As a consequence of the procession that accompanied the ‘Iron Duke’s cortege to St Paul’s Cathedral the court had been closed for the day so the cells had filled up with overnight charges for the aldermen to deal with later.

When the court reopened on the Friday morning Sir John Key had over 30 night charges plus the usual flow of men, women and juveniles brought in by the police and private prosecutors during the day.

Of the 30 or so night charges the magistrate sent eight of them to prison (for picking pockets or assaulting police officers), and fined others for drunkenness and damaging property. This was pretty standard fare for those swept up by the police during the small hours.

Sir John remanded Alfred Povah for further examination after he was accused of stealing clothes to the value of £3 from the Inns of Court in Holborn. When the police had searched Porch they had found a set of skeleton keys on his person, suggesting he was a ‘professional’ thief.

Povah had been spotted heading up the stairs to Mr Rotch’s chambers in Furnivall Inn by one of the clerks. He called the firm’s beadle who nabbed the thief and handed him over to the police. PC McMath (77 City) undertook the search and later told an Old Bailey court that the keys were known as ‘Bramah keys’ and were considered to be ‘more dangerous’ by the police, suggesting perhaps that they were more effective at opening locked doors.
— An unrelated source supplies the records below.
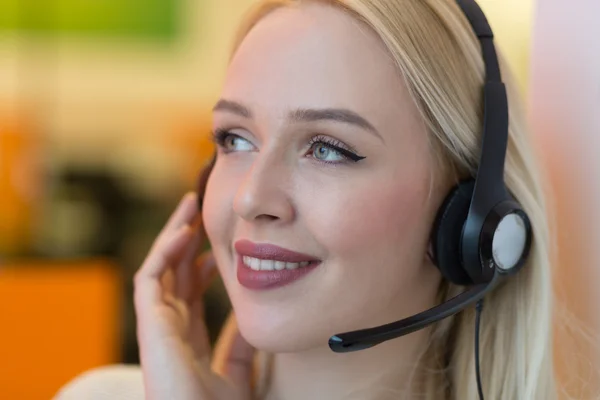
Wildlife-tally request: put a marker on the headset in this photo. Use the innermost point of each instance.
(481, 233)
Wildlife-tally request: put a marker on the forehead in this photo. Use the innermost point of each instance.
(315, 56)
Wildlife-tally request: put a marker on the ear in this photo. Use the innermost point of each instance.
(429, 254)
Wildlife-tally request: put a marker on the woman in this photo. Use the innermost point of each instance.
(341, 128)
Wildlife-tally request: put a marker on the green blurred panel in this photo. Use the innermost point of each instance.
(158, 19)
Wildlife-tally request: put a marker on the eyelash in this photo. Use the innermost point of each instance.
(221, 135)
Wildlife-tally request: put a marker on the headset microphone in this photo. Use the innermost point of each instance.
(365, 338)
(481, 233)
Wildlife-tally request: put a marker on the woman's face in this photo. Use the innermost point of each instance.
(322, 153)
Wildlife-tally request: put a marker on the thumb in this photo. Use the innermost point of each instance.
(233, 355)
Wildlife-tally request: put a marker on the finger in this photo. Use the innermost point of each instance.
(234, 356)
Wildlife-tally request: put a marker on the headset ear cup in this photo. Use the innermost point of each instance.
(447, 233)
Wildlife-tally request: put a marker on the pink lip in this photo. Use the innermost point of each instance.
(270, 252)
(263, 280)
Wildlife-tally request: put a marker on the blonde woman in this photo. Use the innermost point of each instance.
(341, 130)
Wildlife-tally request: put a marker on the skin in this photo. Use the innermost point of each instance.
(367, 221)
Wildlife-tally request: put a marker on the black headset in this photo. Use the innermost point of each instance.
(481, 233)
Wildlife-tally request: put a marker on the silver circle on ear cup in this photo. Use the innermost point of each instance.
(509, 241)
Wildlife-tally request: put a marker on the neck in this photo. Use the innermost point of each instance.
(388, 368)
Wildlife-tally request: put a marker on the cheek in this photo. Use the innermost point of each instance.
(376, 237)
(380, 215)
(217, 214)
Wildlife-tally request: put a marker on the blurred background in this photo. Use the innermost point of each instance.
(104, 121)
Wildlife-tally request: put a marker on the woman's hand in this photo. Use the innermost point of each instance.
(174, 346)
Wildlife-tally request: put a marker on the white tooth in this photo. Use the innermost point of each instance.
(291, 265)
(279, 265)
(267, 265)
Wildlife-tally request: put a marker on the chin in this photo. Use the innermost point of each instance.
(274, 332)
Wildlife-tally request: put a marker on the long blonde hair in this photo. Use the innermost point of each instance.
(439, 57)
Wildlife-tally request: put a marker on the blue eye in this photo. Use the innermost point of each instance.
(323, 152)
(231, 142)
(332, 151)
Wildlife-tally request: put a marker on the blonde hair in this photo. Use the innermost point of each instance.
(439, 57)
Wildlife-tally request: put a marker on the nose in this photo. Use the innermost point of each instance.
(263, 194)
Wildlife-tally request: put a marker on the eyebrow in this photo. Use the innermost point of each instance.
(305, 115)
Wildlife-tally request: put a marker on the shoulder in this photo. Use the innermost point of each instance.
(109, 382)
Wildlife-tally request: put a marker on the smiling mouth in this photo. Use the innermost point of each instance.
(258, 264)
(267, 266)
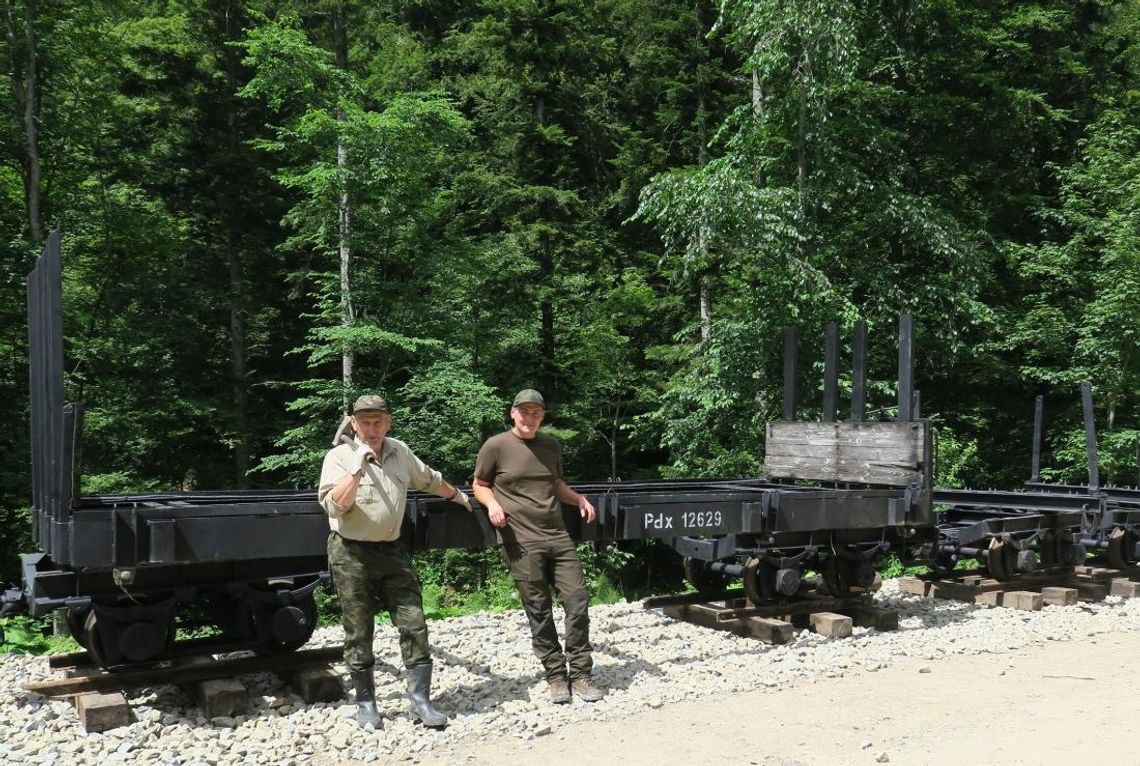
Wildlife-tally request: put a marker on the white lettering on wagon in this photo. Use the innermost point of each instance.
(689, 519)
The thief’s professionalism marked him out as a member of the ‘criminal class’ within which the burglar was considered to be the arch enemy of respectable society. The burglar had replaced the highwayman as the symbol of serious crime as the Victorians increasingly saw their homes as sacred places.

Moreover Povah had a criminal record, having appeared at the Bailey two year’s previously for a similar crime. He was just 18 at the time and the judge sent him away for three months, the leniency shown perhaps prompted by his full confession in court. This time the Common Sergeant was not so generous and ordered that Alfred, not yet 20, be transported to Australia for seven years.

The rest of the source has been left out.